“What are they doing coming here? I mean, why don’t they fix their own problems instead of bringing their poverty and diseases to our soil.” History.com, paraphrase from Irish Immigration page
“Bunch of thieving unwashed criminals are flooding us!” Another paraphrase from Wikipedia on anti-Italianism
Yep. We’ve seen large influxes of immigrants from other countries before and for similar reasons. Both the Irish and Italian immigrations of the mid 1800s and early 1900s were triggered by terrible economic conditions in their home countries and life in the United States offered the hope of a better future.
By and large, these dreams came true. Heck, my grandmother’s maiden name was Durfey (Irish) and my family name is Lunetta (“little moon” in Italian).
Today, we see a large group of Central Americans seeking a better life in the U.S. as well. Large bands of people from Honduras and Guatemala are marching toward our southern border as we speak.
I think what offends many of us who are already here is that these migrants are marching, breaking down fences, and seem to be demanding to be let in. That is not the American way.
Dude, just ask us politely. We’ll probably say “yes.”
Why do I say this? Because the United States is extremely generous and open about immigration. Last year, we allowed about one million folks to become legal residents. I have also heard that an additional 3.5 million people are allowed in through chain immigration but I could not confirm this.
We are a nation of immigrants. Always have been. Always will be.
The folks marching up from Central America seem to be numbered anywhere between 1,000 and 7,000 in several large bands. Let’s call it 10,000 just for argument’s sake.
I looked at Irish immigration for the years 1820-1930. It was about 4.5 million people or 41,000 per year on average. No wonder St. Patrick’s Day is such a big deal and any game at Fenway Park has 10,000 drunken Irishmen in the bleachers. Seriously.
On the Italian side, from 1820 to 2004, about 5.5 million showed up, which equates to about 30,000 per year. Wonder why Olive Garden is so popular? Yep, it’s all those goombas like me that need our pasta fix.
Just to put it into perspective, we are talking about a one-year surge of 10,000 people that equates to a quarter or a third of the immigration we allowed for Irish and Italians for 100-plus years. That does not seem like very much.
Add to the fact that Honduras and Guatemala are really small countries that cannot sustain high levels of immigration, I don’t think we have much to fear over the long term.
Why don’t we come to some sort of compromise? Instead of simply saying “no” to these immigrants, why not set up a system that controls their entry, ensures that there are no criminals or terrorists among them, and preserves the integrity of our border?
In exchange, the migrants must agree to “ask us politely” — i.e., formally request refugee status, get in line, and wait for us to make a decision. If they start breaking down fences and running, we load ’em on a boat and ship them back.
We could start the process immediately. There are U.S. consulates in Mexico along the March route. The marchers could apply for entry, Mexico could grant temporary residence there, and we gradually bring them north.
For those who seem dangerous, we flag them to the Mexicans, who ship them back to their southern border.
I am curious about one thing, though. Who is paying for this? Our intrepid press that seems to be breathlessly following these marches hoping that it will bring crisis and calamity to the evening newscasts have abjectly failed to answer this question.
Some have accused liberals like George Soros of providing material support.
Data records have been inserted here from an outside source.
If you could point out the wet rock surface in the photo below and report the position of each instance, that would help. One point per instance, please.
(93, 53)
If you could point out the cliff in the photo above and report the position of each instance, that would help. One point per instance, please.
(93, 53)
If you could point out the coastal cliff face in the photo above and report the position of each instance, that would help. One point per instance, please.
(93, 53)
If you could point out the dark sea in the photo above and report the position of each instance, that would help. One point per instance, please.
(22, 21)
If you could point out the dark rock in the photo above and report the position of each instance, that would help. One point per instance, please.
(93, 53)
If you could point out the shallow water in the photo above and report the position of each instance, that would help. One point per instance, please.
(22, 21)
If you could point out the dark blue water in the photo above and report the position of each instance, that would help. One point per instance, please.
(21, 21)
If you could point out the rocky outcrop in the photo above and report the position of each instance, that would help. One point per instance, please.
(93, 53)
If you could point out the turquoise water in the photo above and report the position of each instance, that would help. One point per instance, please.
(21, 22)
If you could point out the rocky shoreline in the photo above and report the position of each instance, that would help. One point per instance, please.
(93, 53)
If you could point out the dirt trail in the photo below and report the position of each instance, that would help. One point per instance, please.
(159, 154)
Others have accused foreign governments and charitable religious groups.
I tend to think, with a few exceptions, that most of it is being self-funded with reliance on the generosity and kindness of the communities through which the marches pass.
It’s very unfortunate that this issue has blown up into the political football it is today. Maybe we conservatives and liberals should put the politics aside and simply solve the problem.
Like the Italians and Irish of the past, these folks are simply looking for a future. As long as they respect our laws and are patient, we can find a way forward.